Hem; maddiyyun denilen bir kısım ehl-i dalâlet, zerrattaki tahavvülât-ı muntazama içinde Hallâkıyet-i İlâhîyyenin ve Kudret-i Rabbânîyenin bir cilve-i âzamını hissettiklerinden ve o cilvenin nereden geldiğini bilemediklerinden ve o Kudret-i Samedâniyenin cilvesinden gelen umûmî kuvvetin nereden idare edildiğini anlayamadıklarından, madde ve kuvveti ezelî tevehhüm ederek, zerrelere ve hareketlerine Âsâr-ı İlâhîyyeyi isnad etmeye başlamışlar. FESÜBHANALLAH! İnsanlarda bu derece hadsiz cehalet olabilir mi ki, mekândan münezzeh olmakla beraber herbir yerde herbir şeyin îcadında herşeyi görecek, bilecek, idare edecek bir tarzda bulunur bir vaziyetle yaptığı fiilleri ve eserleri; câmid, kör, şuursuz, iradesiz, mîzansız ve tesadüf fırtınaları içinde çalkanan zerrata ve harekâtına vermek, ne kadar câhilâne ve hurafetkârâne bir fikir olduğunu, zerre kadar aklı bulunanların bilmesi gerektir. Evet, bu herifler vahdet-i mutlakadan vazgeçtikleri için, hadsiz ve nihayetsiz bir kesret-i mutlakaya düşmüşler; yâni bir tek ilâhı kabul etmedikleri için, nihayetsiz ilâhları kabul etmeye mecbûr oluyorlar. Yâni bir tek Zât-ı Akdes’in hassası ve lâzım-ı zâtîsi olan ezeliyeti ve hâlıkıyeti, bozulmuş akılarına sığıştıramadıklarından; o hadsiz, nihayetsiz câmid zerrelerin ezeliyetlerini, belki Ulûhiyetlerini kabul etmeye mesleklerince mecbûr oluyorlar..

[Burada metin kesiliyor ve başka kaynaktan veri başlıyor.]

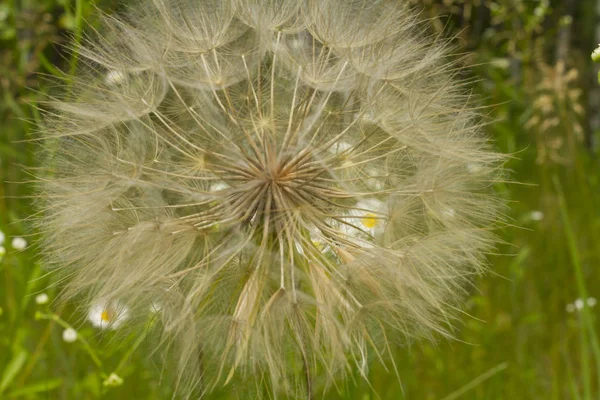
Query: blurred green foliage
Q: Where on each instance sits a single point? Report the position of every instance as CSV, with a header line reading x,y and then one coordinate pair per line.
x,y
530,328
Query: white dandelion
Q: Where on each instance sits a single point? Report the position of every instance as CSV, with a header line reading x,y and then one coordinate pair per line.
x,y
69,335
108,315
42,298
19,243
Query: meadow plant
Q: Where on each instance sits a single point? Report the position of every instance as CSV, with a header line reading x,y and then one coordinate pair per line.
x,y
291,186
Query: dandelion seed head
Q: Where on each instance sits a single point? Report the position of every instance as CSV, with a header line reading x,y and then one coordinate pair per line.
x,y
108,315
292,182
69,335
42,298
19,243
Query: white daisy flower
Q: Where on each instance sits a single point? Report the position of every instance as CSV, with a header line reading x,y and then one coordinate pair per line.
x,y
18,243
106,315
69,335
41,298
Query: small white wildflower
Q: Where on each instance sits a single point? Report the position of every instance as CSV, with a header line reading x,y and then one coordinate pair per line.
x,y
69,335
18,243
113,380
115,77
591,301
596,54
536,215
155,307
105,315
42,298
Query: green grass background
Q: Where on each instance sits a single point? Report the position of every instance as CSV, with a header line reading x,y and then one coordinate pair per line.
x,y
516,340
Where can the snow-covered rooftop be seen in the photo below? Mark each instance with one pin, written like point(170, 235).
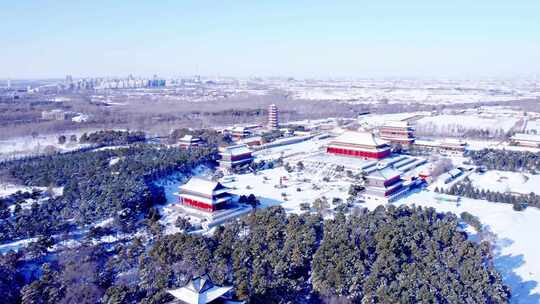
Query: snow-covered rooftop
point(201, 185)
point(199, 290)
point(236, 150)
point(527, 137)
point(360, 138)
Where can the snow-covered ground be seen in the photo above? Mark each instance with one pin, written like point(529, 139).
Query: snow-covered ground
point(28, 145)
point(268, 189)
point(409, 91)
point(505, 181)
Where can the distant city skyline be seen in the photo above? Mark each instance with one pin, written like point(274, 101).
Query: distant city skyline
point(304, 39)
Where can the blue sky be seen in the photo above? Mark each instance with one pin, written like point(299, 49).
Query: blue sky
point(465, 39)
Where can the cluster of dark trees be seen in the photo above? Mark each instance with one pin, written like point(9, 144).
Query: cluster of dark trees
point(112, 137)
point(517, 161)
point(467, 189)
point(93, 187)
point(393, 255)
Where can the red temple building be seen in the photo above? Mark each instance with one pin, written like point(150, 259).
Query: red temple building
point(359, 144)
point(397, 132)
point(204, 194)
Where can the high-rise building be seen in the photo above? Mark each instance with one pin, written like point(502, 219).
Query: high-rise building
point(273, 117)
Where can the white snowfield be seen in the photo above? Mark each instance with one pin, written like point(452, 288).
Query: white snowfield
point(517, 249)
point(450, 122)
point(505, 181)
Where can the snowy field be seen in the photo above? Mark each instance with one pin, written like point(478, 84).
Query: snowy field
point(448, 123)
point(25, 146)
point(380, 119)
point(516, 248)
point(505, 181)
point(295, 188)
point(369, 92)
point(533, 125)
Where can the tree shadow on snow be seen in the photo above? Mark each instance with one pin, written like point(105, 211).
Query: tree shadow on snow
point(522, 291)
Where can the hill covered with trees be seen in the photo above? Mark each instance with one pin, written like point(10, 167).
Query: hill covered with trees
point(393, 255)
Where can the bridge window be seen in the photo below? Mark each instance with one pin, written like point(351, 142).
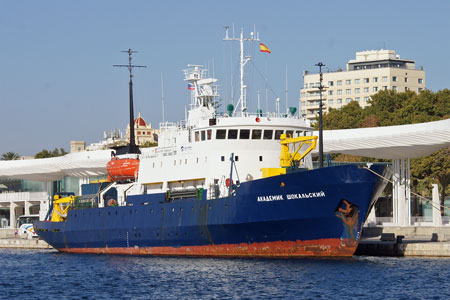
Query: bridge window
point(256, 134)
point(278, 134)
point(232, 134)
point(221, 134)
point(268, 134)
point(244, 134)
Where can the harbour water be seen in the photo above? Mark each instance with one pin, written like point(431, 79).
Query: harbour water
point(47, 274)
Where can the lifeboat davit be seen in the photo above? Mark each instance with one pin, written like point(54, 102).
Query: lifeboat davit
point(123, 169)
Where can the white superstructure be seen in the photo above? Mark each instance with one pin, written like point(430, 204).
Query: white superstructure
point(197, 153)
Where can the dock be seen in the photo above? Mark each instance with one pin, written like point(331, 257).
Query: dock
point(18, 243)
point(9, 239)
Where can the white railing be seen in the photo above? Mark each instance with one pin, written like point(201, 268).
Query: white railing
point(23, 196)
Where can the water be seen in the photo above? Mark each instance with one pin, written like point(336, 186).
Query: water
point(44, 274)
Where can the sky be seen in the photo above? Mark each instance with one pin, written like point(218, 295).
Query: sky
point(58, 84)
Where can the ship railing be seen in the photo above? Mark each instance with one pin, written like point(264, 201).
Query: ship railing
point(172, 125)
point(262, 114)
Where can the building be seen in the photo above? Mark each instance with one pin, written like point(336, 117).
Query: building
point(143, 131)
point(364, 76)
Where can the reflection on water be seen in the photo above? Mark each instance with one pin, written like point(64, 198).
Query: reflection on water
point(43, 274)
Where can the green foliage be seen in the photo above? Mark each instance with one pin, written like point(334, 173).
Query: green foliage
point(388, 108)
point(46, 154)
point(148, 144)
point(10, 156)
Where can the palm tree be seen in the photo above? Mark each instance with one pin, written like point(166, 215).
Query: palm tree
point(10, 156)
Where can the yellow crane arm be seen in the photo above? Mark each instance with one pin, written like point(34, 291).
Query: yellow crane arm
point(288, 159)
point(60, 207)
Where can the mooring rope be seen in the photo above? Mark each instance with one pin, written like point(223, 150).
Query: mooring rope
point(427, 200)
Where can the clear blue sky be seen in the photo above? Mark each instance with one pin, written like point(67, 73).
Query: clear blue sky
point(57, 82)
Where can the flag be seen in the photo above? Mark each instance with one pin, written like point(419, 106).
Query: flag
point(263, 48)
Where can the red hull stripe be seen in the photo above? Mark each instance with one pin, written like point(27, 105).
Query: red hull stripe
point(279, 249)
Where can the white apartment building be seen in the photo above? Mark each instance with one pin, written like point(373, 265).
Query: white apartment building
point(364, 76)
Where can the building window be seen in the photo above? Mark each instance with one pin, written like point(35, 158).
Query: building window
point(221, 134)
point(268, 134)
point(244, 134)
point(232, 134)
point(278, 134)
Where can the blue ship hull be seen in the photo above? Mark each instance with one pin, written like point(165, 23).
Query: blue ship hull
point(312, 213)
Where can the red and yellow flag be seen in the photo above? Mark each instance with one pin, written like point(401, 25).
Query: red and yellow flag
point(263, 48)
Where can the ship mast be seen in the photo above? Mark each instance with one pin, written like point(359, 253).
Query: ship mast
point(132, 145)
point(242, 62)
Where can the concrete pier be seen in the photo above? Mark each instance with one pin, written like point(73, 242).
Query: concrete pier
point(17, 243)
point(405, 241)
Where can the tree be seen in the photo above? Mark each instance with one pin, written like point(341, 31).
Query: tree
point(148, 144)
point(10, 156)
point(46, 154)
point(435, 167)
point(389, 108)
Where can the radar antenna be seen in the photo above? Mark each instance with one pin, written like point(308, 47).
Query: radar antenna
point(132, 145)
point(254, 36)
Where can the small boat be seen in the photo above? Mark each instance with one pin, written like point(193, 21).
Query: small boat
point(123, 169)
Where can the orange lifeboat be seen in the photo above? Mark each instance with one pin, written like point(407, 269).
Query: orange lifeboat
point(122, 169)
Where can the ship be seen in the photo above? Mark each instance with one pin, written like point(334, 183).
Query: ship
point(219, 184)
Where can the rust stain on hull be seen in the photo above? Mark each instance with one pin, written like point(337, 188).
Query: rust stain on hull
point(279, 249)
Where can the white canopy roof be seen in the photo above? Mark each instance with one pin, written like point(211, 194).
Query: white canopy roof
point(390, 142)
point(80, 164)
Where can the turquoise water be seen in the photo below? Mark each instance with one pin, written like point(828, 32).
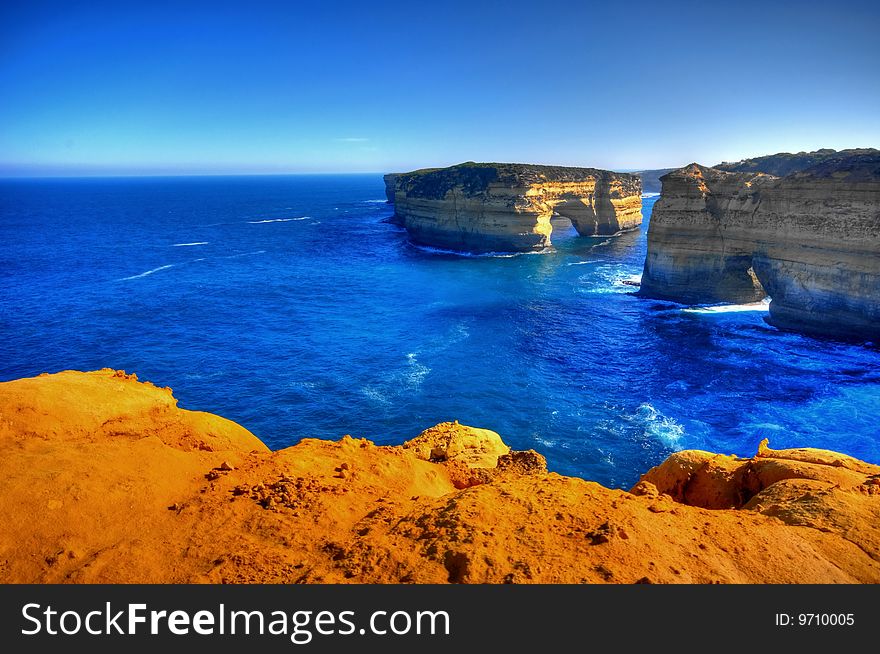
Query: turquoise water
point(288, 305)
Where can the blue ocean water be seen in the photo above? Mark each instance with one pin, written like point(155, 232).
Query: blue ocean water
point(287, 304)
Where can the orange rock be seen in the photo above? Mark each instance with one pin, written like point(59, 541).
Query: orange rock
point(105, 479)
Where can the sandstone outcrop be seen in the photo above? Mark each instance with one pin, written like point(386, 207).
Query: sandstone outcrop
point(105, 479)
point(788, 163)
point(390, 186)
point(491, 207)
point(809, 240)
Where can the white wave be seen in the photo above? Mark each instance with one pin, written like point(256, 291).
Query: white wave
point(660, 427)
point(373, 394)
point(584, 263)
point(277, 220)
point(149, 272)
point(629, 280)
point(477, 255)
point(608, 278)
point(417, 371)
point(762, 307)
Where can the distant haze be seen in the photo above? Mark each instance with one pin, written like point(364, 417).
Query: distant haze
point(109, 88)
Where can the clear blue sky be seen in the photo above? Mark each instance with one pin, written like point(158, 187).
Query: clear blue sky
point(323, 86)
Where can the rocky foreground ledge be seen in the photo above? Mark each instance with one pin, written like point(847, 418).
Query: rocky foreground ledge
point(497, 207)
point(105, 479)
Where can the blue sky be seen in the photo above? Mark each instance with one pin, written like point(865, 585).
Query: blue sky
point(254, 87)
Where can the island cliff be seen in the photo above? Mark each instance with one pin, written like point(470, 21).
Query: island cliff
point(491, 207)
point(105, 479)
point(810, 240)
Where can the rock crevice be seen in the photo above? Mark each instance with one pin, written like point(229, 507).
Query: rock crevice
point(482, 208)
point(809, 240)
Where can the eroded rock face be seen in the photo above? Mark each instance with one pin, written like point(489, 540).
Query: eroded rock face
point(106, 480)
point(507, 207)
point(810, 240)
point(390, 186)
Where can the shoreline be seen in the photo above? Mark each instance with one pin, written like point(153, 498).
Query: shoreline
point(111, 482)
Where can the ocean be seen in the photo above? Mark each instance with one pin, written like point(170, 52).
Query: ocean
point(288, 304)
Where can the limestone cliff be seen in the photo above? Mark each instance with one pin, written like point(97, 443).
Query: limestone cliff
point(507, 207)
point(105, 479)
point(809, 240)
point(788, 163)
point(390, 187)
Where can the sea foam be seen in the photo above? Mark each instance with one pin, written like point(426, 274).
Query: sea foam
point(149, 272)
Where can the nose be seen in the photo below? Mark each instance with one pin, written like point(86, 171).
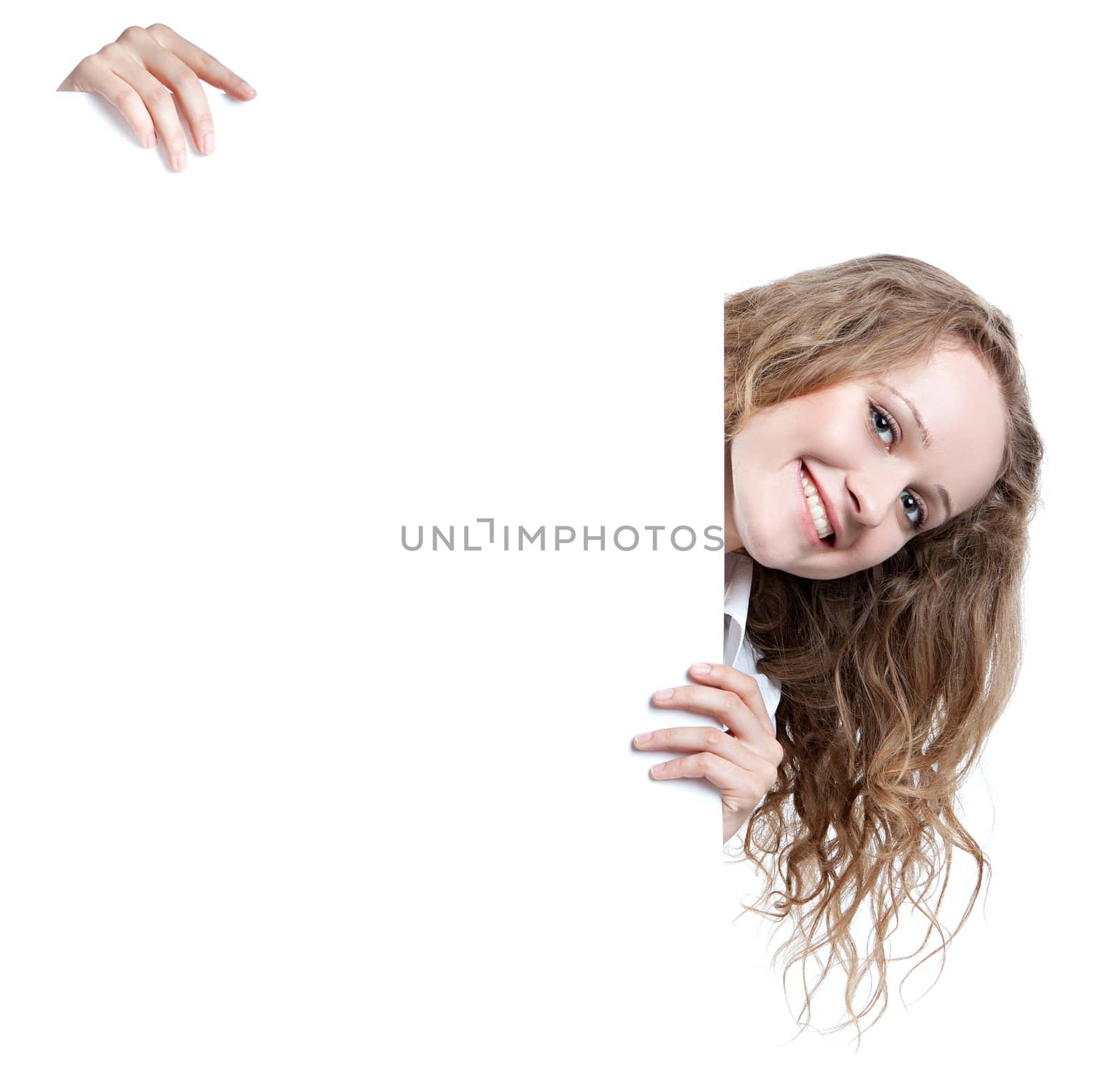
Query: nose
point(872, 495)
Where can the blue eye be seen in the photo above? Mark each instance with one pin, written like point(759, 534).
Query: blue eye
point(912, 505)
point(883, 423)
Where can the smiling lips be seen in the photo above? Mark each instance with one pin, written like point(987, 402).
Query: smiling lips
point(817, 512)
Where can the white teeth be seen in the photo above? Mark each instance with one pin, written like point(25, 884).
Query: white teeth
point(816, 509)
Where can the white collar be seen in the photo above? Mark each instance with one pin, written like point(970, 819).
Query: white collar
point(737, 572)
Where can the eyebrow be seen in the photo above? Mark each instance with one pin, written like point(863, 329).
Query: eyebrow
point(927, 441)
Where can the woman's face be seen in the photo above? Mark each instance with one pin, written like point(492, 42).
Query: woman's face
point(874, 472)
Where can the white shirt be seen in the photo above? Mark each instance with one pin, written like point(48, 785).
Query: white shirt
point(737, 651)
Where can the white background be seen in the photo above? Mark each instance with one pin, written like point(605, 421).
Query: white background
point(276, 791)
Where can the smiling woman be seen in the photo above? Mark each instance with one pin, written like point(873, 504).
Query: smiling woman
point(837, 480)
point(881, 470)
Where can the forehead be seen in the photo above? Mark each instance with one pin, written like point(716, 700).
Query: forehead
point(961, 407)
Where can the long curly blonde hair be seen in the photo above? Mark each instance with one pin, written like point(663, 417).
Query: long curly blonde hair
point(893, 677)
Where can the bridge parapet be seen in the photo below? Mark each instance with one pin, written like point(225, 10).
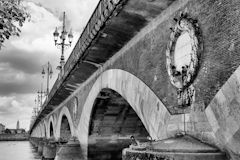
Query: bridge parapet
point(101, 14)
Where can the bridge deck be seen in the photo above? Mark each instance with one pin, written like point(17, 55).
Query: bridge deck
point(111, 26)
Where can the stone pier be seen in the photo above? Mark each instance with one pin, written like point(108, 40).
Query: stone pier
point(69, 151)
point(49, 150)
point(177, 148)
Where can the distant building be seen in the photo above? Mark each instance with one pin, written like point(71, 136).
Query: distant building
point(2, 128)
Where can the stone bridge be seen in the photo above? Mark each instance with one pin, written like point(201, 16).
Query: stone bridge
point(123, 79)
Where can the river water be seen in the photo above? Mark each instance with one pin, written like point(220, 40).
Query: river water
point(18, 150)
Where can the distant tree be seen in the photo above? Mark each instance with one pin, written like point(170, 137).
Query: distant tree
point(7, 131)
point(12, 17)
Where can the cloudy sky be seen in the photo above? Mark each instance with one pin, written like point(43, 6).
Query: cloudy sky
point(22, 58)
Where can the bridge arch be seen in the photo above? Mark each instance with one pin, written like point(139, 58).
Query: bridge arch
point(141, 98)
point(51, 128)
point(64, 115)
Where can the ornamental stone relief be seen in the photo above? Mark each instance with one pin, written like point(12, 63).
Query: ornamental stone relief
point(182, 57)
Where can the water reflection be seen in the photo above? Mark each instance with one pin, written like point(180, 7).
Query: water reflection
point(22, 150)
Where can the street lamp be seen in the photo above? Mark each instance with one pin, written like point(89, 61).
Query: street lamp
point(62, 42)
point(48, 73)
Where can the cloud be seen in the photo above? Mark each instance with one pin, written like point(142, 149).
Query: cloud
point(16, 107)
point(22, 58)
point(78, 11)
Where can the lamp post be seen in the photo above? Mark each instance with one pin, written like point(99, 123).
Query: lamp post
point(48, 73)
point(40, 95)
point(62, 42)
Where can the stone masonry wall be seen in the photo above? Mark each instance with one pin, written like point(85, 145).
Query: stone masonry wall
point(144, 56)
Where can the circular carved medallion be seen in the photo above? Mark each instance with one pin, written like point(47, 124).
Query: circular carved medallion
point(183, 52)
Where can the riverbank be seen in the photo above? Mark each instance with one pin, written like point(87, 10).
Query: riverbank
point(14, 137)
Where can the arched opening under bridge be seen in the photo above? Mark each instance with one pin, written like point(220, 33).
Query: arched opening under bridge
point(113, 121)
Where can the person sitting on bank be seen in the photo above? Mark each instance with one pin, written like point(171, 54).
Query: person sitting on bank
point(134, 142)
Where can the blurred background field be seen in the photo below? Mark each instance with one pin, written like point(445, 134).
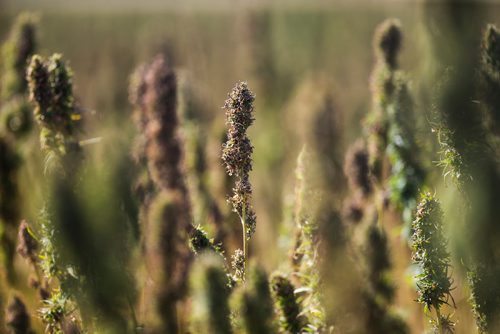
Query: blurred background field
point(275, 48)
point(286, 50)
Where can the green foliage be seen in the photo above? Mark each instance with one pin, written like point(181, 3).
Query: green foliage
point(200, 242)
point(16, 53)
point(17, 317)
point(407, 173)
point(255, 305)
point(291, 319)
point(430, 254)
point(210, 296)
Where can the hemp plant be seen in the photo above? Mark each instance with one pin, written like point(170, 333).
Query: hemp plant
point(434, 283)
point(237, 157)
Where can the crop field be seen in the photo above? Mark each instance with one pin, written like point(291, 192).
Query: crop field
point(249, 167)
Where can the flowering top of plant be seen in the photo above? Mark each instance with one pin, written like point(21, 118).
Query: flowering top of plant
point(491, 51)
point(237, 152)
point(387, 42)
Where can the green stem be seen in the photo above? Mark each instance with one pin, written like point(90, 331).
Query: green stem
point(244, 228)
point(439, 324)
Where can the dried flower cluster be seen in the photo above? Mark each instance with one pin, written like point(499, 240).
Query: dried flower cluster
point(237, 156)
point(431, 255)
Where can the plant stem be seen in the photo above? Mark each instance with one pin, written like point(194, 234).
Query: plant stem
point(438, 315)
point(244, 228)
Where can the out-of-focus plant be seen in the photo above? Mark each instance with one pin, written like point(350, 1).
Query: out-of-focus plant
point(210, 313)
point(253, 304)
point(170, 220)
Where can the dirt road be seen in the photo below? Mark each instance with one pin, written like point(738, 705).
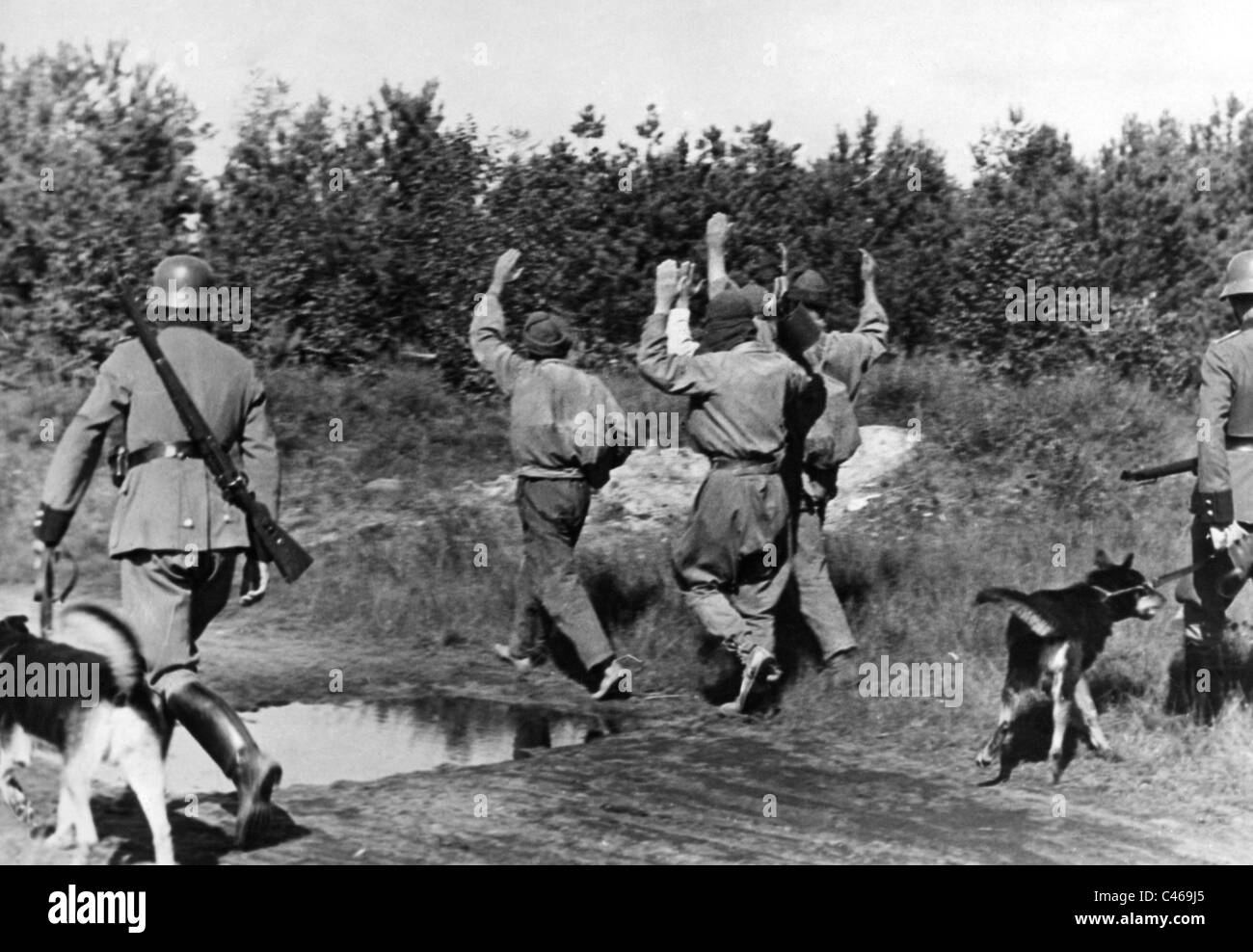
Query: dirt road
point(664, 780)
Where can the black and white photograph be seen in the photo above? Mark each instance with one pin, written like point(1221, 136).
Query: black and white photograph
point(642, 433)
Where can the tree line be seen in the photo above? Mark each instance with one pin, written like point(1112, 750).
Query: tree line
point(366, 232)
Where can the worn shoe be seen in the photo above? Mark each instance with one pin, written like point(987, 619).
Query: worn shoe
point(760, 663)
point(255, 778)
point(520, 664)
point(614, 681)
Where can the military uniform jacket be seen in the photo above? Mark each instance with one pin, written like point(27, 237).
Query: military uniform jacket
point(842, 358)
point(168, 505)
point(560, 420)
point(744, 401)
point(1224, 447)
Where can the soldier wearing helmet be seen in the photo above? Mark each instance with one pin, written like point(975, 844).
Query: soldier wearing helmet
point(1222, 504)
point(174, 537)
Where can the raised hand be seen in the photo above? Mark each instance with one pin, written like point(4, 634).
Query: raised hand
point(506, 270)
point(688, 286)
point(868, 267)
point(717, 230)
point(667, 284)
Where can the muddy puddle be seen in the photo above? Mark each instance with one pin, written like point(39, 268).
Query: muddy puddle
point(324, 743)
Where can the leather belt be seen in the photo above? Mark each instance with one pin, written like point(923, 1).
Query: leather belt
point(746, 467)
point(183, 450)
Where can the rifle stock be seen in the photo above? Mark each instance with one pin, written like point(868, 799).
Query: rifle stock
point(267, 537)
point(1157, 472)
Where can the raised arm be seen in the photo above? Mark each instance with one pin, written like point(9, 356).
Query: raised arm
point(846, 356)
point(715, 241)
point(488, 329)
point(678, 325)
point(872, 321)
point(671, 372)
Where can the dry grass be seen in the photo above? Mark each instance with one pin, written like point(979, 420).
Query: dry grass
point(1002, 477)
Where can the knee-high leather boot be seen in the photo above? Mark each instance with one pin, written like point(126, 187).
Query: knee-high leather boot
point(225, 738)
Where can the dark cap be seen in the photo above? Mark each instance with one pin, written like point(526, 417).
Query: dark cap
point(798, 331)
point(546, 334)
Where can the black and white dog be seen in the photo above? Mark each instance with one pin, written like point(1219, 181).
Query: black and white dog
point(1053, 637)
point(120, 719)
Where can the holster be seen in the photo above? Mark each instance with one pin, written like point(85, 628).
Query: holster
point(118, 464)
point(1241, 562)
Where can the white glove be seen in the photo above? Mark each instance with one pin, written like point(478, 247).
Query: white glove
point(255, 580)
point(1227, 538)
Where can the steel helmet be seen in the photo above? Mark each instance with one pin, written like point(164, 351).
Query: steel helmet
point(187, 272)
point(1240, 276)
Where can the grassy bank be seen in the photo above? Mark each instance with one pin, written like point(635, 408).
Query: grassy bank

İşte sen gel, echeliyetin nihayetsiz derecesine bak! Evet zerrelerdeki cilve ise; zerreler tâifesini Vâcibü’l-Vücûd’un havliyle, kudretiyle, emriyle muntazam ve muhteşem bir ordu hükmüne getirmiştir. Eğer bir saniye o Kumandan-ı Âzam’ın emri ve kuvveti geri alınsa, o çok kesretli câmid, şuursuz tâife, başıbozuklar hükmüne gelecekler; belki bütün bütün mahvolacaklar.